Chan e Li optaram por evitar colagens ao filme com o qual seria inevitavelmente comparado, uma vez que se trata de um remake – «Fist of Fury»
–, da mesma forma que a performance física de Jet Li nunca se procurou aproximar
da de Bruce Lee, até porque os tempos eram outros e o estilo de encenar e
filmar acção nos anos 70 muito dificilmente poderiam conviver com a acção
mais realista, as coreografias mais intrincadas ou o modo de enquadrar e
montar do cinema de Hong Kong dos anos 80-90.
|
|
Dois emblemáticos momentos do cinema de artes marciais: Lee contra Kurata, à esquerda, e contra Chow, à direita.
|
A história-base dos dois filmes é naturalmente
similar.
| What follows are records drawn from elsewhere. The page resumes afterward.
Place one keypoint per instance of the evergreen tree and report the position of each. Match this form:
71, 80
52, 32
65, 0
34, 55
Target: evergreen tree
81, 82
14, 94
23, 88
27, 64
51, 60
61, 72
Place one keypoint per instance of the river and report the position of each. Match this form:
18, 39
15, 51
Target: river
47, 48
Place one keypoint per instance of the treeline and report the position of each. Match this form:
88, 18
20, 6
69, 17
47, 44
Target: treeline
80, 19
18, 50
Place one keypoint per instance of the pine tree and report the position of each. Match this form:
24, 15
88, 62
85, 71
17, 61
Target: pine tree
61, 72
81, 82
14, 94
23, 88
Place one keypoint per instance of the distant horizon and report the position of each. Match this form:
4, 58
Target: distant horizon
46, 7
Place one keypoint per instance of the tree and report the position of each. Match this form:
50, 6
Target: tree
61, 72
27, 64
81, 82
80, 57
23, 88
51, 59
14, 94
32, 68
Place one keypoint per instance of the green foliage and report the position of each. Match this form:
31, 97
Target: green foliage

Ambos se baseiam num facto histórico, a morte do mestre Huo Yuenjia
(aparece uma fotografia real em ambas as obras), que – de acordo com Bey
Logan – foi, de facto, um pouco suspeita. As personagens centrais são substancialmente
diferentes: Lee é uma máquina de matar irracional, possuído pelo espírito
da vingança, que toma conta do seu corpo (nas palavras de Christophe Gans);
Jet Li encarna um Chen em perfeito controle da sua mente, calmo e com consciência
das consequências dos seus actos. Narrativamente, outra diferença relevante
é o modo como os japoneses são retratados: no primeiro filme, são apresentados
como homicidas sanguinários, sem quaisquer laivos de caracterização ou características
redentoras; em «Fist of Legend», há bons japoneses e há maus japoneses,
estabelecendo-se uma clara oposição entre a honra e a honestidade dos praticantes
de artes marciais e de políticos ingénuos – a figura simpática do diplomata
– e as ambições de domínio e expansão dos militares, decididos em obter
resultados a qualquer custo. Esta clara oposição moral reflecte-se também
na disputa sobre quem detém o verdadeiro "espírito do samurai".
|
Li (Chen Zhen) e Nakayama (Mitsuko).
|
Um factor de grande enriquecimento narrativo
e dramático é a personagem de Mitsuko, interpretada com uma característica
distinção, difícil de encontrar em actrizes não japonesas, por Nakayama Shinobu
(em «Fist of Fury» o papel do "interesse romântico" de Lee/Chen
é desempenhado por Nora Miao Ker-hsui, uma jovem de Jingwu Mun). Mitsuko está
longe de ser um adorno, antes se revela um elemento vital no conflito cultural,
resultante da ocupação do território, sendo sintomático o modo como a escola
de Chen encara a relação de Lee com Mitsuko, por oposição à de Ting-en (Chin)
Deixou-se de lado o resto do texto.